3. Seorang dai tidak boleh merasa malu untuk belajar dari seseorang yang dibawahnya, baik dari segi usia, keturunan, ketenaran, agama, atau ilmu dibidang lainnya. Seorang dai hendaknya tidak malu untuk bertanya tentang sesuatu yang tidak ia ketahui, dan hendaknya ia tidak merasa lebih mulia atas orang lain.
Sa'id bin Zubair berkata, "Seorang itu masih tetap dianggap alim (berilmu) selama ia mau belajar. Apabila ia meninggalkan ilmu, berarti ia telah menampakkan bahwa ia telah merasa cukup dengan apa yang ada padanya. Ketika itulah, ia termasuk manusia yang paling bodoh."
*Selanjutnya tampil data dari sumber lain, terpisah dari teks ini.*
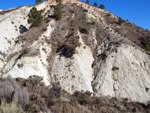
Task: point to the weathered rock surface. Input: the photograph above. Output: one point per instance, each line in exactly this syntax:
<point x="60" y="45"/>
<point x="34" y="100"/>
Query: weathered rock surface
<point x="102" y="58"/>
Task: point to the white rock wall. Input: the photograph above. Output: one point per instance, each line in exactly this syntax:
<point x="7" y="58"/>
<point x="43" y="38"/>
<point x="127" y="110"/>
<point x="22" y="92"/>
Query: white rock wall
<point x="74" y="74"/>
<point x="130" y="80"/>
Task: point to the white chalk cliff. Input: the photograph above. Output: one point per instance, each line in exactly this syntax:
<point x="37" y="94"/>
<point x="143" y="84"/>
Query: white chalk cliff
<point x="103" y="62"/>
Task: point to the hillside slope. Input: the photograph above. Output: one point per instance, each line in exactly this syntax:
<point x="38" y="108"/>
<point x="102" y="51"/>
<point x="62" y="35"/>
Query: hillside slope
<point x="85" y="51"/>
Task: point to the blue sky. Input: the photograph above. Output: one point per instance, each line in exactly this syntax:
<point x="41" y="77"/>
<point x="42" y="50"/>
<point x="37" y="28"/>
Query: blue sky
<point x="136" y="11"/>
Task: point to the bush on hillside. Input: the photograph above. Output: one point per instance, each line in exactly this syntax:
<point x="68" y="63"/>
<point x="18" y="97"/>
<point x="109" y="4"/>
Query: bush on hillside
<point x="146" y="45"/>
<point x="10" y="91"/>
<point x="95" y="4"/>
<point x="120" y="21"/>
<point x="38" y="1"/>
<point x="35" y="17"/>
<point x="102" y="6"/>
<point x="87" y="2"/>
<point x="58" y="12"/>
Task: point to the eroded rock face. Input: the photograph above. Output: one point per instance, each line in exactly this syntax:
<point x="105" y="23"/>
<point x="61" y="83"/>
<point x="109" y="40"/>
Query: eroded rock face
<point x="77" y="54"/>
<point x="74" y="74"/>
<point x="124" y="74"/>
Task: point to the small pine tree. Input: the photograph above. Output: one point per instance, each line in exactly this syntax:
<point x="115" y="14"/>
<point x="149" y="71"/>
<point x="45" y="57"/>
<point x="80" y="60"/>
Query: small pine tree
<point x="58" y="12"/>
<point x="87" y="2"/>
<point x="35" y="17"/>
<point x="102" y="6"/>
<point x="38" y="1"/>
<point x="95" y="4"/>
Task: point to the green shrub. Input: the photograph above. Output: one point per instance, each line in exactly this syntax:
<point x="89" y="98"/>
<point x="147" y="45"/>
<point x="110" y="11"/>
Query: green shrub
<point x="108" y="14"/>
<point x="38" y="1"/>
<point x="95" y="4"/>
<point x="35" y="17"/>
<point x="145" y="45"/>
<point x="58" y="12"/>
<point x="10" y="108"/>
<point x="32" y="108"/>
<point x="87" y="2"/>
<point x="93" y="23"/>
<point x="102" y="6"/>
<point x="120" y="21"/>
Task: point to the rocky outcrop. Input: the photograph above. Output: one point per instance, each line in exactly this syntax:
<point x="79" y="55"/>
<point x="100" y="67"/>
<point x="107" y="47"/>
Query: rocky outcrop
<point x="75" y="52"/>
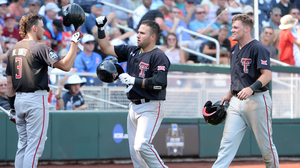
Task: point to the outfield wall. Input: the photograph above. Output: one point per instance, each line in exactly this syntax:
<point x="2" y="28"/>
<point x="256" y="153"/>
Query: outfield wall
<point x="103" y="135"/>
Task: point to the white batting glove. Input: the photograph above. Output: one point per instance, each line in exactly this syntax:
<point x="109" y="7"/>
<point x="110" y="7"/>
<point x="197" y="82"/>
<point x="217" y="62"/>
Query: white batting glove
<point x="127" y="79"/>
<point x="100" y="22"/>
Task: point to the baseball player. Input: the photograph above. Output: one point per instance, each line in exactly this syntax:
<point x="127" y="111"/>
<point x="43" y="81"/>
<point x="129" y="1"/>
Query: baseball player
<point x="27" y="82"/>
<point x="250" y="101"/>
<point x="147" y="68"/>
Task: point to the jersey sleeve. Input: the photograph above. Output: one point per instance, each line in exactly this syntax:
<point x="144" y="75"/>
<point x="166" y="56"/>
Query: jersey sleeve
<point x="44" y="54"/>
<point x="262" y="57"/>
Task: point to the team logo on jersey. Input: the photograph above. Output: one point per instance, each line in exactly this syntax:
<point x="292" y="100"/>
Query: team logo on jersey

4. Dalam bergaul dengan umat, seorang dai hendaknya selalu berpegang kepada kaidah dan prinsip berikut, bersikap adil terhadap sesama muslim. Sedangkan melukai (jarh) tidak dilakukan kecuali terhadap orang yang fasik atau orang yang kafir. Asa bergaul yang harus dipegang hendaklah berdasarkan fenomena lahiriyah yang tampak, bukan dengan prasangka batin.


Allah swt. berfirman,
"Kembalilah kepada ayahmu dan katakanlah: "Wahai ayah kami! Sesungguhnya anakmu telah mencuri, dan kami hanya menyaksikan apa yang kami ketahui, dan sekali-kali kami tidak dapat menjaga (mengetahui) barang yang ghaib." (QS. Yusuf : 81).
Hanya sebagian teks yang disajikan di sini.